Page 1 of 1

Can the GW run be restart from where it stops?

Posted: Sun Aug 15, 2021 8:48 am
by SKM
Hi
i am doing a GW Band run for a semiconductor material.
it taking long time and i think the wall time given would not be sufficient, in such case can restart the run from where it stops after the wall time elapsed?

Also, its not allowing to use NPAR tag. [as i thought i can speed-up the run if i add this tag]

Regards

Re: Can the GW run be restart from where it stops?

Posted: Mon Aug 16, 2021 1:18 am
by marie-therese.huebsch
Dear SKM,

Let me investigate which tags you can use to speed up your calculation.

For now, you might try checkpointing tools. Perhaps MPI-agnostic network-agnostic (MANA) transparent checkpointing can help you to safely stop and restart your GW calculation. It is implemented as a plugin in DMTCP: Distributed MultiThreaded CheckPointing.

Please consider sharing your experience here afterward!

Best regards,
Marie-Therese

Re: Can the GW run be restart from where it stops?

Posted: Mon Aug 16, 2021 1:49 am
by SKM
Thanks Marie, for quick reply. Will check the DMTCP link and ask our Tech Admin, if its implemented in our supercomputer systems.

1. I just finished the GW0 run. After i sent the query in the forum, i have tested with KPAR= Number of nodes and KPAR=Number of cores in each node. These are two runs i tested and checked the duration of time taken for one NQ step. the observations are as below for my system with 3 types of elements and total 12 atoms. (3 elements each). Semiconductor. The resources: CPUs=288, each node = 48 cores, so 6 Nodes used.

a) with KPAR is used, each NQ step took around 1 hr. allowed to run for 7 NQ steps. thought it would be waste if its not complete. Then first tested the point (b), below
b) with KPAR=6 (number of nodes), each NQ step took 26 mins approx. so, 2 steps per 1 hr. while allowing it to run for some time, tested (c) below
c) with KPAR==48 (number of cores in each node), each NQ step took almost same time of 26 mins. So no improvement over point (b) above. So, i stopped both (a) and (b) runns and allowed the (c) to complete.

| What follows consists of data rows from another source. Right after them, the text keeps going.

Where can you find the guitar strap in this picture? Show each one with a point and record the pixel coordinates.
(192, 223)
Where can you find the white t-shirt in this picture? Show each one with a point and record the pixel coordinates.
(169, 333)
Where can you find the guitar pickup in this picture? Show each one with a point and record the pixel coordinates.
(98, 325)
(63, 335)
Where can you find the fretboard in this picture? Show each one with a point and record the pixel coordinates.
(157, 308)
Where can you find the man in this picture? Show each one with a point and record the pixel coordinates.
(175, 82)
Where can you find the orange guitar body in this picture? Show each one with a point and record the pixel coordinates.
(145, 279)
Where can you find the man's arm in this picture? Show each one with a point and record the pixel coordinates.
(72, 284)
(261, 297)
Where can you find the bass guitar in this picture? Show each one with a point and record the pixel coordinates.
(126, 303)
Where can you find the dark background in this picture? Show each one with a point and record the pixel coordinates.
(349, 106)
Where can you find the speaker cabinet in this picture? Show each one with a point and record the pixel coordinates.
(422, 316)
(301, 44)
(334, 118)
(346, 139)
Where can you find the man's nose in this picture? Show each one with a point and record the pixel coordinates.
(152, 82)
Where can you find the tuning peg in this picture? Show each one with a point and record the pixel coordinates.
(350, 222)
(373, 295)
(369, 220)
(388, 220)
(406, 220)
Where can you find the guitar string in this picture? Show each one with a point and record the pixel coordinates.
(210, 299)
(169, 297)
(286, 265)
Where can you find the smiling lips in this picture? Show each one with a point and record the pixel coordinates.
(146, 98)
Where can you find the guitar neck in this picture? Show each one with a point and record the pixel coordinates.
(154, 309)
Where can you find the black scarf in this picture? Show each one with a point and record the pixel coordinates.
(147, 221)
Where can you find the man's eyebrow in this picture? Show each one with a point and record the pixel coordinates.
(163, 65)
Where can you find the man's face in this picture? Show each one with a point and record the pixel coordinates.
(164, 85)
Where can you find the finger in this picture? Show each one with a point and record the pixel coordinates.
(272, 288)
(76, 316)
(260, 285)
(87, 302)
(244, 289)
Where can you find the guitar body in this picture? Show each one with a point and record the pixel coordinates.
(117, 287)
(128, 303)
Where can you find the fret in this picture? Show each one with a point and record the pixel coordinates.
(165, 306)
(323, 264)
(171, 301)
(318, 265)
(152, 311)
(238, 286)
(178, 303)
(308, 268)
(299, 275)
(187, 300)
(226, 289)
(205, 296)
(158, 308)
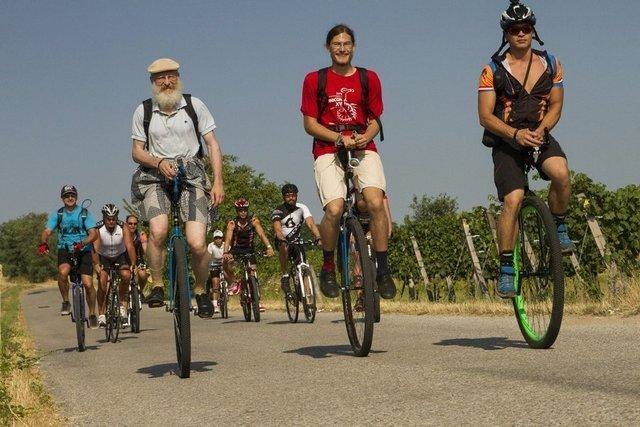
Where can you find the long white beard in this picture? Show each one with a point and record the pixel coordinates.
(167, 101)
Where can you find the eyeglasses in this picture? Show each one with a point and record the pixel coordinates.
(514, 31)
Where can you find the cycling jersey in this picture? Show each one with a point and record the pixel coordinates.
(71, 229)
(111, 243)
(514, 105)
(345, 105)
(291, 219)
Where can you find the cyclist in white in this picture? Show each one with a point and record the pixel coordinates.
(216, 250)
(113, 246)
(287, 223)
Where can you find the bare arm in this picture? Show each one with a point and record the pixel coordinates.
(215, 157)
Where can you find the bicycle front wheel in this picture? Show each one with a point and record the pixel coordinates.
(357, 288)
(78, 316)
(182, 303)
(309, 300)
(539, 280)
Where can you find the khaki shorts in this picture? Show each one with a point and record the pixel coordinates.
(330, 175)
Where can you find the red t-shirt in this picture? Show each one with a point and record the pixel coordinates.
(345, 105)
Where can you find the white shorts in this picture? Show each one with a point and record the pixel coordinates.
(330, 175)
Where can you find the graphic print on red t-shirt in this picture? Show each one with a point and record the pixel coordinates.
(345, 105)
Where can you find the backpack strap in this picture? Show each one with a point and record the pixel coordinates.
(191, 112)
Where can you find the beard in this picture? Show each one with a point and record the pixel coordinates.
(167, 100)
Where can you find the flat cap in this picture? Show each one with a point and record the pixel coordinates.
(163, 64)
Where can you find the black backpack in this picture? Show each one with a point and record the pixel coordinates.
(191, 112)
(323, 99)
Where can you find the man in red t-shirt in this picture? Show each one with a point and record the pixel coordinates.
(346, 119)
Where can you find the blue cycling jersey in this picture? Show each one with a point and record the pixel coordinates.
(71, 229)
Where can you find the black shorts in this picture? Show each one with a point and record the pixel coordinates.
(508, 165)
(86, 262)
(122, 259)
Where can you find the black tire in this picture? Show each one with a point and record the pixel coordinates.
(539, 304)
(79, 316)
(224, 299)
(255, 298)
(245, 301)
(134, 307)
(359, 323)
(292, 301)
(181, 308)
(309, 300)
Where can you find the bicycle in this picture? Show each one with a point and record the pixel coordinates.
(78, 313)
(249, 289)
(539, 275)
(179, 303)
(223, 291)
(304, 280)
(355, 257)
(113, 317)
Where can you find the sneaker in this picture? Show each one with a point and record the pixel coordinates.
(566, 245)
(506, 288)
(328, 284)
(156, 297)
(205, 309)
(93, 322)
(65, 310)
(235, 288)
(386, 286)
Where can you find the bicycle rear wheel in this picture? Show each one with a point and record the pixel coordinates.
(539, 280)
(292, 301)
(78, 315)
(309, 300)
(255, 298)
(134, 307)
(181, 306)
(357, 296)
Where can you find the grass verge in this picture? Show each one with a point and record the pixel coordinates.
(23, 399)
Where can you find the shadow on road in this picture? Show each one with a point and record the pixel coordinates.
(159, 371)
(323, 351)
(489, 343)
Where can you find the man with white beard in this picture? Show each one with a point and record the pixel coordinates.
(167, 128)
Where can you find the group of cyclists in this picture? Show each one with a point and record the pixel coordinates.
(520, 98)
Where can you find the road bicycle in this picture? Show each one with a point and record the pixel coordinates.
(78, 313)
(179, 303)
(304, 282)
(356, 268)
(223, 289)
(537, 261)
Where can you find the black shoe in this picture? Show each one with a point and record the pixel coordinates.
(205, 308)
(386, 286)
(156, 297)
(328, 284)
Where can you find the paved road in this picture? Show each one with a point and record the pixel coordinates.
(423, 370)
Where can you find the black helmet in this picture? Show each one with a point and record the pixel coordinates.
(289, 188)
(517, 13)
(110, 210)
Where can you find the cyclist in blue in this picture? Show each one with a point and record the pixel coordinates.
(75, 227)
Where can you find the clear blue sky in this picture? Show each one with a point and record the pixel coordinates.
(73, 72)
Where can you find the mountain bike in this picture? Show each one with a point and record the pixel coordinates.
(223, 291)
(179, 303)
(357, 271)
(113, 317)
(249, 288)
(135, 304)
(304, 280)
(537, 261)
(78, 313)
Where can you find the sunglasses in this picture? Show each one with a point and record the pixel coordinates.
(514, 31)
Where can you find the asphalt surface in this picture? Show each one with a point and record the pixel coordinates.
(422, 370)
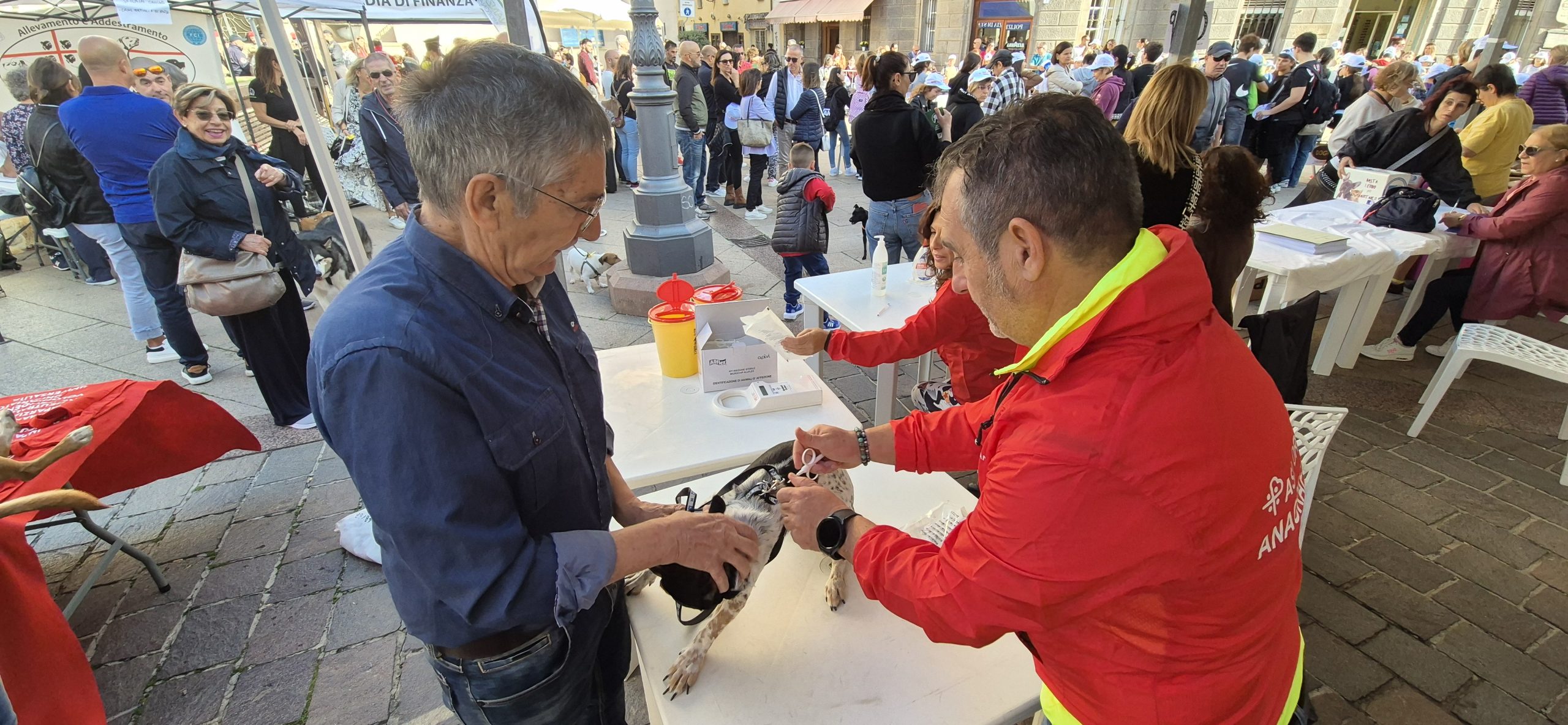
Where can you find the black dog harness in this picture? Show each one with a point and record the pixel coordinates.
(695, 589)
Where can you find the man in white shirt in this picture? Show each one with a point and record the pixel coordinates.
(789, 77)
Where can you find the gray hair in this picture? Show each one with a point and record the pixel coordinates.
(16, 82)
(480, 112)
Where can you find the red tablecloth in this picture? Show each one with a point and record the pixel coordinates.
(141, 432)
(41, 662)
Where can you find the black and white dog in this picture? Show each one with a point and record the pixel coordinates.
(752, 501)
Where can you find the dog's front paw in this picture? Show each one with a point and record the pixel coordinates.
(682, 675)
(637, 583)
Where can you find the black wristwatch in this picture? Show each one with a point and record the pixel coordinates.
(835, 531)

The Run-(c) took 8hr 12 mins, to finish total of 19 NQ steps.

N.B: But now i understand that to get the GW Band structure, i should use Wannier90 tag in INCAR. is that my run gone waste?
i asked another query similar to this using Si_GW example from VASP tutorial. Now my target is to get GW gap and Band structure, and then BSE optical absorption spectrum, Can i still use the above run? if needed, i will ask this question separately.

Regards

Re: Can the GW run be restart from where it stops?

Posted: Thu Aug 26, 2021 2:05 am
by marie-therese.huebsch
Dear SKM,

Good news, your run did not go to waste!

You can do selective postprocessing using ALGO=None. For your case, set the following in the INCAR file:

Code: Select all

ALGO = NONE  ! no electronic changes
NELM = 1   

! set this as you want 
ISMEAR =
SIGMA =

! set this as in your previous run
NBANDS =

! Wannier90
LWANNIER90 = T
NUM_WANN  =          ! number of Wannier orbitals

! do not overwrite 
LWAVE    = .FALSE.    ! WAVECAR
LCHARG = .FALSE.    ! CHGCAR
And do not forget to also provide basic information in the wannier90.win file. Particularly, the projections block must be supplied. The k points can be added by VASP automatically.

Regarding restarting and speeding up GW calculations. Testing it on your infrastructure is really the best you can do 👍 Did MANA work?

Best regards,
Marie-Therese

Re: Can the GW run be restart from where it stops?

Posted: Sat Sep 04, 2021 11:43 am
by SKM
Thank you Marie, for the reply.
i could not try the MANA. Requested out system team to test. They informed it will take time.
May be once a i familiarized with the computations first, then will try on my own.
For this thread, its fine. but i faced some issue with this same run, for the GW/BSE combination.
Will start another thread, as not to mix-up topics
Regards